Japanese forces refueling US missile defense ships
New duties under expanded security law aim to bolster deterrence against North Korea
TOKYO -- Japan's Maritime Self-Defense Force has been refueling U.S. vessels keeping watch for North Korean missile launches, a first under 2015 security legislation that has enabled broader military cooperation between the two countries.
MSDF supply ships have provided fuel about once a month to American vessels equipped with the Aegis missile defense system in the Sea of Japan and elsewhere, at the U.S. military's request, Japanese government sources said.
The legislation, including revisions to the Self-Defense Forces Act, expanded the range of circumstances under which the Japanese defense forces can supply U.S. troops, adding missile defense and anti-piracy activities to a list that also includes joint drills. The refueling operations began after necessary changes to the bilateral acquisition and cross-servicing agreement took effect in April.
The 2015 legislation also let the MSDF take on other support duties. A Japanese warship escorted an American supply vessel in May.
The MSDF previously supplied U.S. and other ships with fuel in the Indian Ocean between 2001 and 2010 under temporary legislation permitting Japanese forces to support anti-terrorism operations in the region. That experience has likely been put to use here.
North Korea's recent missile tests have forced Aegis-equipped American and Japanese vessels to remain on alert around the clock for further launches. Having the MSDF supply fuel to U.S. ships at sea saves them the trouble of docking to refuel, a time-consuming process that would leave temporary gaps in Japan's missile defense network.
Another aim is likely to speed up the process of unifying the operations of Japanese and American forces to present a stronger deterrent against such threats as North Korea. Since Japan's strictly defensive Self-Defense Forces lack such equipment as bombers or cruise missiles, they have to rely on the American military for offense during a conflict, such as striking enemy bases.
"We must support the U.S. military as much as possible, starting with peacetime, to ensure Japan will be reliably defended," a government source said.
Retired Vice Adm. Toshiyuki Ito praised the refueling operations as an example of closer bilateral cooperation.

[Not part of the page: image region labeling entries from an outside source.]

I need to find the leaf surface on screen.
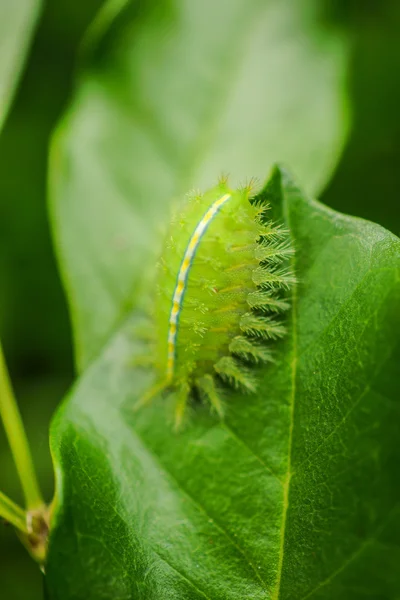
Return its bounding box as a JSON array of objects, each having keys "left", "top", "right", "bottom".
[
  {"left": 51, "top": 0, "right": 347, "bottom": 370},
  {"left": 46, "top": 169, "right": 400, "bottom": 600},
  {"left": 0, "top": 0, "right": 41, "bottom": 129}
]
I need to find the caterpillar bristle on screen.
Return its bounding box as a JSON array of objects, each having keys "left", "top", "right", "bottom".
[
  {"left": 229, "top": 335, "right": 273, "bottom": 363},
  {"left": 254, "top": 240, "right": 294, "bottom": 265},
  {"left": 252, "top": 265, "right": 296, "bottom": 290},
  {"left": 214, "top": 356, "right": 257, "bottom": 393},
  {"left": 247, "top": 290, "right": 290, "bottom": 313},
  {"left": 196, "top": 375, "right": 224, "bottom": 418},
  {"left": 240, "top": 313, "right": 286, "bottom": 340}
]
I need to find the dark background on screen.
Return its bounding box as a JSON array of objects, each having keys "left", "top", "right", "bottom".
[{"left": 0, "top": 0, "right": 400, "bottom": 600}]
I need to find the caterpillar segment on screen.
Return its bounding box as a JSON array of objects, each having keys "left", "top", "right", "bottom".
[{"left": 139, "top": 180, "right": 295, "bottom": 428}]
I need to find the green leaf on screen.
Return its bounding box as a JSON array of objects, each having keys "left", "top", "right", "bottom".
[
  {"left": 51, "top": 0, "right": 348, "bottom": 370},
  {"left": 0, "top": 0, "right": 41, "bottom": 129},
  {"left": 46, "top": 170, "right": 400, "bottom": 600}
]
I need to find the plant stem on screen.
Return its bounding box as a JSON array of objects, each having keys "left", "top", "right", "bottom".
[
  {"left": 0, "top": 492, "right": 29, "bottom": 534},
  {"left": 0, "top": 345, "right": 44, "bottom": 510}
]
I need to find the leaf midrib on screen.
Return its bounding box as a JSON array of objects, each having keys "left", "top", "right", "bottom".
[{"left": 272, "top": 189, "right": 298, "bottom": 600}]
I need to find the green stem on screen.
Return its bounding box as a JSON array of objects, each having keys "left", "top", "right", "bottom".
[
  {"left": 0, "top": 492, "right": 29, "bottom": 534},
  {"left": 0, "top": 345, "right": 43, "bottom": 510}
]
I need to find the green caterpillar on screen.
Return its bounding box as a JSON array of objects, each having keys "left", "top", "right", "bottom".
[{"left": 140, "top": 180, "right": 295, "bottom": 427}]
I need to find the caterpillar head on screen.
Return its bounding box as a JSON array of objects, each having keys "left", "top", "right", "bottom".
[{"left": 141, "top": 180, "right": 295, "bottom": 426}]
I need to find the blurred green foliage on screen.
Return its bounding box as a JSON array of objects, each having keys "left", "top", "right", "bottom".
[
  {"left": 0, "top": 0, "right": 400, "bottom": 600},
  {"left": 322, "top": 0, "right": 400, "bottom": 235},
  {"left": 0, "top": 0, "right": 102, "bottom": 600}
]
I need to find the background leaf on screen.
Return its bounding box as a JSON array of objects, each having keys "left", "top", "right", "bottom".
[
  {"left": 46, "top": 170, "right": 400, "bottom": 600},
  {"left": 51, "top": 0, "right": 347, "bottom": 369},
  {"left": 0, "top": 0, "right": 41, "bottom": 129}
]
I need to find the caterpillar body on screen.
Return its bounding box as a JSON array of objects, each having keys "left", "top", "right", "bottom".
[{"left": 140, "top": 180, "right": 295, "bottom": 427}]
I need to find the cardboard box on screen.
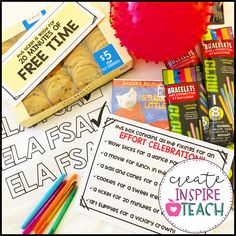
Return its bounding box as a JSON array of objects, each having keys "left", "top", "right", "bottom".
[{"left": 2, "top": 2, "right": 133, "bottom": 127}]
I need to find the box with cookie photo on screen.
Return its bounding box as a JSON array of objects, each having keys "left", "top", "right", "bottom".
[
  {"left": 112, "top": 79, "right": 169, "bottom": 130},
  {"left": 2, "top": 2, "right": 133, "bottom": 127}
]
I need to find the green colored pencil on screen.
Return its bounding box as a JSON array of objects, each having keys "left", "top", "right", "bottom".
[{"left": 48, "top": 186, "right": 78, "bottom": 234}]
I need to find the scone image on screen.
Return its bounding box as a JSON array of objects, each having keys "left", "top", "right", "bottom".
[
  {"left": 84, "top": 27, "right": 108, "bottom": 54},
  {"left": 41, "top": 67, "right": 77, "bottom": 105},
  {"left": 23, "top": 86, "right": 51, "bottom": 116},
  {"left": 64, "top": 43, "right": 102, "bottom": 90}
]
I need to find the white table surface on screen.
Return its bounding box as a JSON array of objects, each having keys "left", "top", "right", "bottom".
[{"left": 2, "top": 2, "right": 234, "bottom": 234}]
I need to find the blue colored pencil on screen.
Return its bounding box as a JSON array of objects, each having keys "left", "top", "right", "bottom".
[{"left": 21, "top": 174, "right": 66, "bottom": 229}]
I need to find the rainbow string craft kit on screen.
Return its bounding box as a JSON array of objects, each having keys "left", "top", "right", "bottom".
[
  {"left": 2, "top": 2, "right": 133, "bottom": 127},
  {"left": 2, "top": 2, "right": 235, "bottom": 234}
]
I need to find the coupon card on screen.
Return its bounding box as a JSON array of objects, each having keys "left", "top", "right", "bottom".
[{"left": 79, "top": 114, "right": 234, "bottom": 234}]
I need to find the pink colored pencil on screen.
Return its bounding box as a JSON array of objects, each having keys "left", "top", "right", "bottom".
[
  {"left": 190, "top": 123, "right": 197, "bottom": 138},
  {"left": 226, "top": 76, "right": 232, "bottom": 94},
  {"left": 200, "top": 84, "right": 206, "bottom": 94},
  {"left": 22, "top": 180, "right": 66, "bottom": 234}
]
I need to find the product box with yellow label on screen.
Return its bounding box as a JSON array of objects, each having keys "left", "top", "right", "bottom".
[{"left": 2, "top": 2, "right": 133, "bottom": 127}]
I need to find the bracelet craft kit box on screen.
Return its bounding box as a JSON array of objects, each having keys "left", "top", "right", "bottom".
[{"left": 2, "top": 2, "right": 133, "bottom": 127}]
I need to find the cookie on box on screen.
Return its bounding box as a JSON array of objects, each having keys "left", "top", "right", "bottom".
[
  {"left": 23, "top": 86, "right": 51, "bottom": 116},
  {"left": 41, "top": 66, "right": 77, "bottom": 105}
]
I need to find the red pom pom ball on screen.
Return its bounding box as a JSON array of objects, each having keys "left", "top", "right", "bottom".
[{"left": 111, "top": 2, "right": 212, "bottom": 62}]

Questions had been raised as to why Japanese forces could supply American ships during drills but not actual missions, he noted.
No right to know?
As of Wednesday, Tokyo has not announced the refueling activities. "We can't disclose information related to U.S. forces' operations," a senior Cabinet Secretariat official explained.
The concern is that the positions of Aegis-equipped American vessels could be revealed, compromising their ability to perform their duties. "Refueling is the toughest time for ships to remain defense-ready," a senior Defense Ministry official said. "Allowing [the MSDF refueling] to be made known would cause operational problems."
The ministry says no agreement has been made to keep the refueling operations secret. But the May escort mission was also not made public, and government guidelines released last December stipulate that operations involving U.S. vessels should not be disclosed barring extraordinary circumstances.
Yet Prime Minister Shinzo Abe said during deliberations on the security legislation that the government would share as much information as possible on SDF activities and provide proper explanation. If the government keeps staying mum out of consideration for the U.S., it is possible that regional tensions could rise even as the public remains in the dark about what American and Japanese forces are doing.
And closer cooperation between the allies' forces heightens the risk that the SDF will be lumped together with the American military. Should the U.S. take military action against North Korea, the SDF could become a target as well for providing logistical support. The government must consider how much to reveal when informing the public.